「僕は…うーん…強いて言うなら身長、ですかねぇ」
「背、ねぇ。俺そっちは気にしたことねぇわ」
「いいなぁ。で、ハボック少尉は?」
「やっぱ胸」



 選定基準

女のどこを重視するかだなんて、リザが休みの時だからこそできる男たちの本音トークは、あまり褒められたものではないのかもしれない。だから怖いもの知らずなフュリーがロイに話をふったときには、流石のハボックも乗ってはこないと思っていた。
いくら東方司令部、いくら気の置けない仲間内とはいえ、どこから言質を取られるかしれない。
ましてやそれが焔の錬金術師ロイ・マスタング大佐ともあろう御方の女性の好みともなれば、それこそ壁に耳あり障子に目ありになりかねないのだ。

女性はすべからく美しい。

いつものとおりのそんな台詞でさっさと逃げるか、さもなければ失礼に値すると苦言を呈すだろうと思っていた。

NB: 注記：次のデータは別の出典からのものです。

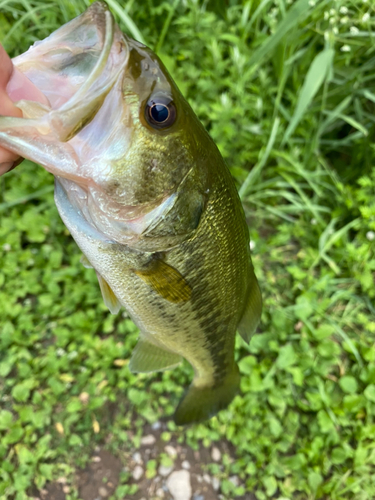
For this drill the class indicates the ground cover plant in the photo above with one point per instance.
(287, 91)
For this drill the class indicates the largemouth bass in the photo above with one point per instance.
(146, 195)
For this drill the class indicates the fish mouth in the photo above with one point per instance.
(78, 67)
(77, 63)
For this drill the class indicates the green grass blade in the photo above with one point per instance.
(127, 20)
(316, 75)
(299, 11)
(166, 24)
(255, 172)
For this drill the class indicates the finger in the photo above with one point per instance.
(14, 86)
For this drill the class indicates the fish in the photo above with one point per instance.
(148, 198)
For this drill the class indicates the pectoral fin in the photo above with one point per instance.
(166, 281)
(148, 357)
(110, 299)
(253, 310)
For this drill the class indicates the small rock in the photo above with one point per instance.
(148, 440)
(179, 485)
(137, 472)
(84, 397)
(165, 471)
(160, 493)
(137, 458)
(206, 478)
(235, 481)
(103, 492)
(215, 483)
(216, 454)
(170, 450)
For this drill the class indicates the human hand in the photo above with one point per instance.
(14, 86)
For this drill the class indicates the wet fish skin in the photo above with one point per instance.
(154, 210)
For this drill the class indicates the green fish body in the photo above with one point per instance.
(147, 197)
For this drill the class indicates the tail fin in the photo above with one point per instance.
(202, 403)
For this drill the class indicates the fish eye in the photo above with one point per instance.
(160, 112)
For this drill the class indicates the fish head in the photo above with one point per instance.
(122, 142)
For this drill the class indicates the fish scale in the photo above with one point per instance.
(147, 197)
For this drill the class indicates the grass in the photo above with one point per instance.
(287, 91)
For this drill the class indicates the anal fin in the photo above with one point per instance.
(110, 299)
(253, 310)
(148, 357)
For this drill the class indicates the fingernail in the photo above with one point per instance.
(5, 167)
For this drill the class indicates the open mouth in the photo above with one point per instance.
(75, 68)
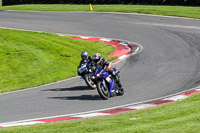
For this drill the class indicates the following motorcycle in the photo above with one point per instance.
(106, 85)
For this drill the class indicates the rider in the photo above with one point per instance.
(106, 66)
(85, 58)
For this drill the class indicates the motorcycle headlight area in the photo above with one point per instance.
(98, 74)
(108, 79)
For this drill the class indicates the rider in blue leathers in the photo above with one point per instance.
(107, 66)
(85, 58)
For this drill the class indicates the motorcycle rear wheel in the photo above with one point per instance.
(89, 82)
(103, 91)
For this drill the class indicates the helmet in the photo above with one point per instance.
(96, 57)
(84, 55)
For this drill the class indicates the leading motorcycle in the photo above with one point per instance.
(84, 70)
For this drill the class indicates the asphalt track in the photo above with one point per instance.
(168, 64)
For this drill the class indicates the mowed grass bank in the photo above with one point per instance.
(180, 117)
(30, 59)
(183, 11)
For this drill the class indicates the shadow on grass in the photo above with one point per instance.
(82, 97)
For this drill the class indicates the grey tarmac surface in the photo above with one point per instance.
(168, 64)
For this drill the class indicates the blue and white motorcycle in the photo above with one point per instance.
(106, 85)
(84, 70)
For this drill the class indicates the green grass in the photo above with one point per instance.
(30, 59)
(180, 117)
(183, 11)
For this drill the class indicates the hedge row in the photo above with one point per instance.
(151, 2)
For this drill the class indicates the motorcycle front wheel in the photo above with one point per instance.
(103, 91)
(89, 82)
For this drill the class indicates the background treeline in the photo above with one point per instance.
(146, 2)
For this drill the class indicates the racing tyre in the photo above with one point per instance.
(89, 82)
(103, 91)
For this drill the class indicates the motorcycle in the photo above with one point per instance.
(106, 84)
(84, 70)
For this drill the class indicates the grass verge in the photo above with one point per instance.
(179, 117)
(183, 11)
(30, 59)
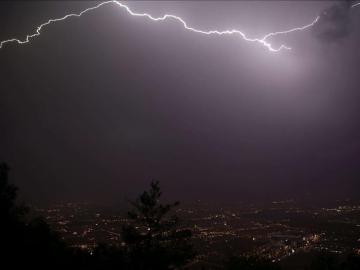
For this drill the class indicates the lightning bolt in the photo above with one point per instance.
(262, 41)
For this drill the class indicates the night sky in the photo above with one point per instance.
(97, 106)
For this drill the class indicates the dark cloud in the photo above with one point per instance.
(335, 22)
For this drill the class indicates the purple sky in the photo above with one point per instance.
(96, 107)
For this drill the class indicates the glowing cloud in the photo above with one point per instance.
(262, 41)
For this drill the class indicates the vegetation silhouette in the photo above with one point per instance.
(153, 240)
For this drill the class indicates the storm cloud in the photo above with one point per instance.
(335, 22)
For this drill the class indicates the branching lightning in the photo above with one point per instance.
(262, 41)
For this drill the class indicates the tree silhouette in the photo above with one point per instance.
(153, 239)
(29, 243)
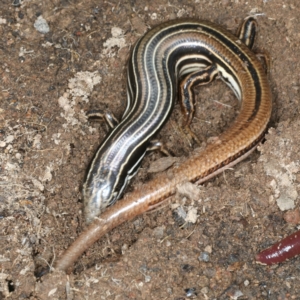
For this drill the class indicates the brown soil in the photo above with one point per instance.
(48, 82)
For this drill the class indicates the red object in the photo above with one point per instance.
(281, 251)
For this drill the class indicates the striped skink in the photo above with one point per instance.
(197, 51)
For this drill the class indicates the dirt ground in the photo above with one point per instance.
(49, 80)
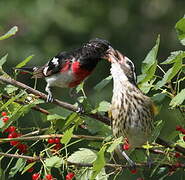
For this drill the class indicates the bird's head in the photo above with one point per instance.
(98, 47)
(121, 65)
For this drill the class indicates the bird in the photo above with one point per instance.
(132, 112)
(69, 69)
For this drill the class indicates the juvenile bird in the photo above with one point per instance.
(132, 112)
(69, 69)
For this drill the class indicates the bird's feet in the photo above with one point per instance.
(149, 162)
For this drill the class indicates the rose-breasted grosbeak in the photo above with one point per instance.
(68, 69)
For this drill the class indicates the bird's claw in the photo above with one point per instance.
(80, 109)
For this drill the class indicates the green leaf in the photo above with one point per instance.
(78, 156)
(157, 130)
(17, 168)
(103, 83)
(174, 57)
(180, 28)
(26, 168)
(170, 74)
(99, 163)
(114, 144)
(3, 60)
(104, 106)
(67, 135)
(10, 33)
(54, 117)
(24, 62)
(178, 99)
(149, 64)
(54, 161)
(10, 88)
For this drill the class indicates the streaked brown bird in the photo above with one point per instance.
(132, 112)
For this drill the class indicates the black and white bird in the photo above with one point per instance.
(69, 69)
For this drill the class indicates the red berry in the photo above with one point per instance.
(10, 135)
(35, 176)
(12, 129)
(14, 143)
(57, 146)
(51, 141)
(177, 155)
(3, 113)
(5, 119)
(177, 164)
(22, 148)
(126, 146)
(30, 170)
(13, 135)
(49, 177)
(178, 128)
(70, 176)
(57, 140)
(182, 131)
(133, 171)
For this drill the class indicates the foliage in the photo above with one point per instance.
(65, 156)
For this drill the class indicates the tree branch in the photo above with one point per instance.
(65, 105)
(68, 106)
(138, 165)
(40, 137)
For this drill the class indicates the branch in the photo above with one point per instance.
(138, 165)
(65, 105)
(70, 107)
(40, 137)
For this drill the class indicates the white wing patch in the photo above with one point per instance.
(45, 70)
(55, 61)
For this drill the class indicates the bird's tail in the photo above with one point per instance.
(26, 69)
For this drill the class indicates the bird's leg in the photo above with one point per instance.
(131, 163)
(73, 94)
(149, 161)
(49, 97)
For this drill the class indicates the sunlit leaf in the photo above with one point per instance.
(67, 135)
(10, 33)
(114, 144)
(174, 57)
(54, 161)
(104, 106)
(103, 83)
(170, 74)
(18, 167)
(78, 156)
(24, 62)
(149, 64)
(3, 60)
(26, 168)
(99, 163)
(180, 28)
(178, 99)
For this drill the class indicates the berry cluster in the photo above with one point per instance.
(5, 117)
(126, 145)
(70, 176)
(12, 133)
(182, 130)
(55, 141)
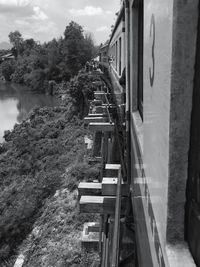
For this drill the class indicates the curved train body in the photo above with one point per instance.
(157, 44)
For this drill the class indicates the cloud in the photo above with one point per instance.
(87, 11)
(15, 2)
(39, 14)
(21, 9)
(103, 29)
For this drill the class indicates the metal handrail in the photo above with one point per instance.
(116, 234)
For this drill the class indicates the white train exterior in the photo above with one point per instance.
(157, 42)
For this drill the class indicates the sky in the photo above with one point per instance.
(45, 19)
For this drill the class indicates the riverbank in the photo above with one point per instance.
(41, 163)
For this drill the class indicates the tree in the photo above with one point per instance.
(7, 69)
(73, 47)
(17, 41)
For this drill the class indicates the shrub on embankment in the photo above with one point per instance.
(33, 163)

だからロイがこの手の話題に意外にあっさり乗ってきたのに、ハボックは些か驚かされていた。

「そんなの決まってる」

目の前の事務作業にも飽きてきていたのかもしれない。
軽く肩を回してペンを置きながら、ロイは二人に向き直ると背凭れに深く身体を沈めた。

「顔だろう?」

さも当然と言わんばかりに告げられた事実に、ブレダあたりが言ったら笑えるのに…と一瞬失礼な思いが浮かんで、ハボックはブルブルと頭を振った。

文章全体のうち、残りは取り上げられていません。